Cover en cours
EN DIRECT · TBM06
Chargement…
EN DIRECT
Le meilleur de la Côte d’Azur
FAITS DIVERS

Carambolage d’Antibes : que risque le chauffeur du poids- lourd ?

Après l’exceptionnel carambolage à Antibes, mardi 2 juin, le chauffeur du poids lourd est en garde à vue. Selon ce que l’enquête établira, il encourt de 5 ans à la réclusion criminelle.

Montage : l'instant du choc filmé par une dashcam, en médaillon l'arrestation du chauffeur (visage flouté), carambolage Antibes Weisweiller, 2 juin 2026

L'instant du choc, et en médaillon, l'arrestation du chauffeur du poids lourd (visage flouté par TBM06 — présomption d'innocence). © DR / réseaux sociaux

Un poids lourd qui transportait des engins de chantier et qui fauche 23 voitures. 37 blessés légers. Un chauffeur qui « faisait coucou aux gens », selon des sources citées par Nice-Matin. La justice va trancher entre trois lectures du dossier, avec des conséquences pénales très différentes.

Pour info, le quotidien annonce que les tests toxico sont négatifs, mais que l’état psychologique du chauffeur est inquiétant.

Scénario 1 : un acte involontaire (malaise, inattention)

Si l’enquête conclut à un malaise au volant, un problème de frein ou une perte de contrôle, la qualification retenue serait celle de blessures involontaires (article 222-19 du Code pénal).

Pour des blessures avec incapacité totale de travail (ITT) supérieure à trois mois, la peine est de 2 ans de prison et 30.000 € d’amende. Avec une violation manifeste d’une obligation de sécurité (vitesse excessive, conduite dangereuse), la peine passe à 3 ans et 45.000 €. En cas de circonstance aggravante supplémentaire, jusqu’à 5 ans et 75.000 €.

Scénario 2 : un trouble psychique au moment des faits

C’est la piste qui interroge les enquêteurs, selon Nice-Matin. Si une expertise psychiatrique conclut à une abolition du discernement au moment des faits (bouffée délirante, décompensation aiguë), l’article 122-1 du Code pénal s’applique.

Conséquence : irresponsabilité pénale. Le chauffeur ne serait pas jugé devant un tribunal classique. Une hospitalisation d’office sous contrainte peut être prononcée, parfois pour des années.

Si le discernement est seulement altéré sans être aboli, la responsabilité pénale est maintenue, mais la peine est réduite d’un tiers.

Scénario 3 : un acte volontaire (la piste prise au sérieux)

Selon les enquêteurs, le chauffeur « faisait coucou » aux personnes qu’il percutait. La piste d’un acte volontaire est désormais clairement étudiée. Dans ce cas, la qualification monte d’un cran.

Le véhicule devient une arme par destination. La qualification probable : violences volontaires aggravées (article 222-12 du Code pénal). Peines : 5 ans et 75.000 € minimum, jusqu’à 10 ans et 150.000 € si plusieurs circonstances aggravantes (arme par destination, victimes multiples, préméditation).

Si l’enquête établit une intention de tuer, la qualification deviendrait tentative d’homicide volontaire (articles 121-5 et 221-1 du Code pénal). Peine encourue : 30 ans de réclusion criminelle. Avec préméditation (assassinat) : réclusion à perpétuité.

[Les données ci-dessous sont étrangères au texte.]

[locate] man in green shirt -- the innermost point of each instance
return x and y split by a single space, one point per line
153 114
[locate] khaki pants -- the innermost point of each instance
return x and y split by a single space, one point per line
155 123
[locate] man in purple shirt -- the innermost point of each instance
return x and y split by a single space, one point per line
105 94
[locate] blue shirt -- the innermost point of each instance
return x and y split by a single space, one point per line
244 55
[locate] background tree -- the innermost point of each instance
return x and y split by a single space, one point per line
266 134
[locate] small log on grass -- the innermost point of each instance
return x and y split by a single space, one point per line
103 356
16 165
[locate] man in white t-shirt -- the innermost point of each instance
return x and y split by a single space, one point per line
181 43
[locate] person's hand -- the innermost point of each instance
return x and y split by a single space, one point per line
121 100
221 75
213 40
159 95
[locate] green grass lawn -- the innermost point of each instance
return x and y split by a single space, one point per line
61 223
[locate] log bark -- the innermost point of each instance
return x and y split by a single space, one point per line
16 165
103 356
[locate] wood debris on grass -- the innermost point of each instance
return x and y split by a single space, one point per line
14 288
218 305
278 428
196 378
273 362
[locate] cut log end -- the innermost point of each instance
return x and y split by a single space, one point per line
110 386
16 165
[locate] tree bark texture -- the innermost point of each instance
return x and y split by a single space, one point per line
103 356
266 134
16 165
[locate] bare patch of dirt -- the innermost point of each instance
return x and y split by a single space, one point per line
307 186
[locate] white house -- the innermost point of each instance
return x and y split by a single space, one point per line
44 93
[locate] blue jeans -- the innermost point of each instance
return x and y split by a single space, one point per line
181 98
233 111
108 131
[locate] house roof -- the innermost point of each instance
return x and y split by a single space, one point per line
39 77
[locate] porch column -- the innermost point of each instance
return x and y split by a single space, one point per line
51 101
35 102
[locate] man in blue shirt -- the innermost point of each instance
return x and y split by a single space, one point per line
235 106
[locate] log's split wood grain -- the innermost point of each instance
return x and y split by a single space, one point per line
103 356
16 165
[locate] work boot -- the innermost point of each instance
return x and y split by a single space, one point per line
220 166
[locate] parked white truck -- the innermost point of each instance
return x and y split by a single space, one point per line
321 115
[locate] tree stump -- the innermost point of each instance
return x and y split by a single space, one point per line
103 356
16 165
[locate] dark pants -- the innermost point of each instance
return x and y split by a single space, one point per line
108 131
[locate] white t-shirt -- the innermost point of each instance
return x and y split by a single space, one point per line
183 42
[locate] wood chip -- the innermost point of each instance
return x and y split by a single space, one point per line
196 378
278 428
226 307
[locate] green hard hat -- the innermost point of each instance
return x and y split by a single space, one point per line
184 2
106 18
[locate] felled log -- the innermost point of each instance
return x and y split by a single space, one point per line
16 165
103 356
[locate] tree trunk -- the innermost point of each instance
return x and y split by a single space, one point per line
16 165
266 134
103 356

Le détail qui peut tout changer

Le chauffeur serait « connu des services de police pour les mêmes faits », selon Nice-Matin. Si ces antécédents sont confirmés, ils pèsent lourd : récidive légale = peine encourue doublée dans la plupart des cas.

Et les 37 victimes ?

Côté indemnisation, les blessés peuvent se constituer partie civile. L’assurance du poids lourd (responsabilité civile obligatoire) prend en charge les dégâts matériels et corporels. En cas d’acte volontaire, le Fonds de garantie des victimes (FGTI) peut intervenir si l’assurance refuse de couvrir.

Bilan : la peine encourue va de 2 ans de prison (involontaire simple) à la perpétuité (assassinat). L’expertise psychiatrique et l’enquête de personnalité vont décider.